I never saw him again.
I ate my supper – a thin broth pumped down my throat (I have never tasted food) – on the veranda overlooking the peaks of the Wetterhorn and the Eiger and the Rosenlaui Glacier. I loved to watch the sun sink over the white crags, darkening and deepening the green alpine meadows. Away to the south, I could see thunderclouds forming, clenching into fists that would batter our village within the next twenty-four hours or so. It was a regular occurrence in these parts, and one I looked forward to immensely. My mother hated these attacks of low pressure, but they afforded me the closest proximity to understanding what it meant to be alive. I could almost believe that I felt the sensation of skin tingling under that bracing net of wet electricity. Part of me imagined – invited, even – the catastrophic visitation of one of those blue forks upon my body. I imagined the fire and heat coursing through my veins, effulgent, reinforcing. The lightning would either reduce me to a cinder or serve the miracle cure. Either possibility was eminently preferable to this endless, silent stasis.

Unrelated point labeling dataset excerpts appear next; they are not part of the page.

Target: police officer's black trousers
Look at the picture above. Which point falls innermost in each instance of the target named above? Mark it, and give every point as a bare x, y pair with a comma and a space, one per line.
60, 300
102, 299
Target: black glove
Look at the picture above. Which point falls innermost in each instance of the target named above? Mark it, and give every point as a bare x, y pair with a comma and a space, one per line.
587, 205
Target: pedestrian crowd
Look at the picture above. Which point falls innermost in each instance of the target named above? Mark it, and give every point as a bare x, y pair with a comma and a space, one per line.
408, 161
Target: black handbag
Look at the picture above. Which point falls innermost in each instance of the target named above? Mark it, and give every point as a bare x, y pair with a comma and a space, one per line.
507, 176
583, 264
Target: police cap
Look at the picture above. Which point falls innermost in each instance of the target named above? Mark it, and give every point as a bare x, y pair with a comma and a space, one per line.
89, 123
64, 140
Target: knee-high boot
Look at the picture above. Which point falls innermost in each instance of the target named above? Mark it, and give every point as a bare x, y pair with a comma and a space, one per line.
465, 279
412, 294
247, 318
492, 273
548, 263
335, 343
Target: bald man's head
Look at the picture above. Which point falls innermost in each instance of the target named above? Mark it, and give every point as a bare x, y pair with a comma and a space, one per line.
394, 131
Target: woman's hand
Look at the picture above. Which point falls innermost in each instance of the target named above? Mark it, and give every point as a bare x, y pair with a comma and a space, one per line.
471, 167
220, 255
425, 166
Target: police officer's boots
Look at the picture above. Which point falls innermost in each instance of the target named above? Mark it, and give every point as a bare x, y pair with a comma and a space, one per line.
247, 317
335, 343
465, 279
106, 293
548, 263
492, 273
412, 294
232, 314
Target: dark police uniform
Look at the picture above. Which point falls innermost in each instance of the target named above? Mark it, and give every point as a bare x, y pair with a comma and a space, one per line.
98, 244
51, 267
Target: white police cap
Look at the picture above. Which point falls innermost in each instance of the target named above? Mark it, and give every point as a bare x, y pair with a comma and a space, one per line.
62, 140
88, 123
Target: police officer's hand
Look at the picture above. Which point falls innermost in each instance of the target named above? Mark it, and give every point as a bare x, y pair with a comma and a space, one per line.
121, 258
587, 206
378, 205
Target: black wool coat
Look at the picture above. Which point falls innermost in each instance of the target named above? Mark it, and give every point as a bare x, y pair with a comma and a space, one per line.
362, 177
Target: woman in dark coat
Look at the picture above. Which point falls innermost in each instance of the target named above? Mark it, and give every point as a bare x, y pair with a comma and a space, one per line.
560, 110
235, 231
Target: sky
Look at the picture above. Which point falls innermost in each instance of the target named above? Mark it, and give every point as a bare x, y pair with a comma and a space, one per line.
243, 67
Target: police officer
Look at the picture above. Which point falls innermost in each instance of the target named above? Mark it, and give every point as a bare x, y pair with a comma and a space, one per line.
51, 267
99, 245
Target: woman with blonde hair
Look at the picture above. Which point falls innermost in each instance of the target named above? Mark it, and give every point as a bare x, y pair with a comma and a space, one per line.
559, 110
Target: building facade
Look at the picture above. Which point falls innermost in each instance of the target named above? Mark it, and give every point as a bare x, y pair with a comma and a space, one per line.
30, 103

Mother removed the feeding apparatus from my throat and withdrew. She knew I sometimes liked to take a nap upon receiving nourishment. Sometimes she asked if I would like her to read aloud, but she tended to shy away from the suggestion these days: my tastes are dark, and hers are not. She did not like to read Frankenstein to me, or The Strange Case of Dr Jekyll and Mr Hyde , which she recited only recently, and that with evident distaste colouring her narrative. She accused me of wanting her to read stories that would serve only to remind her of my plight, and I must admit that I received a certain amount of grim pleasure from watching her squirm.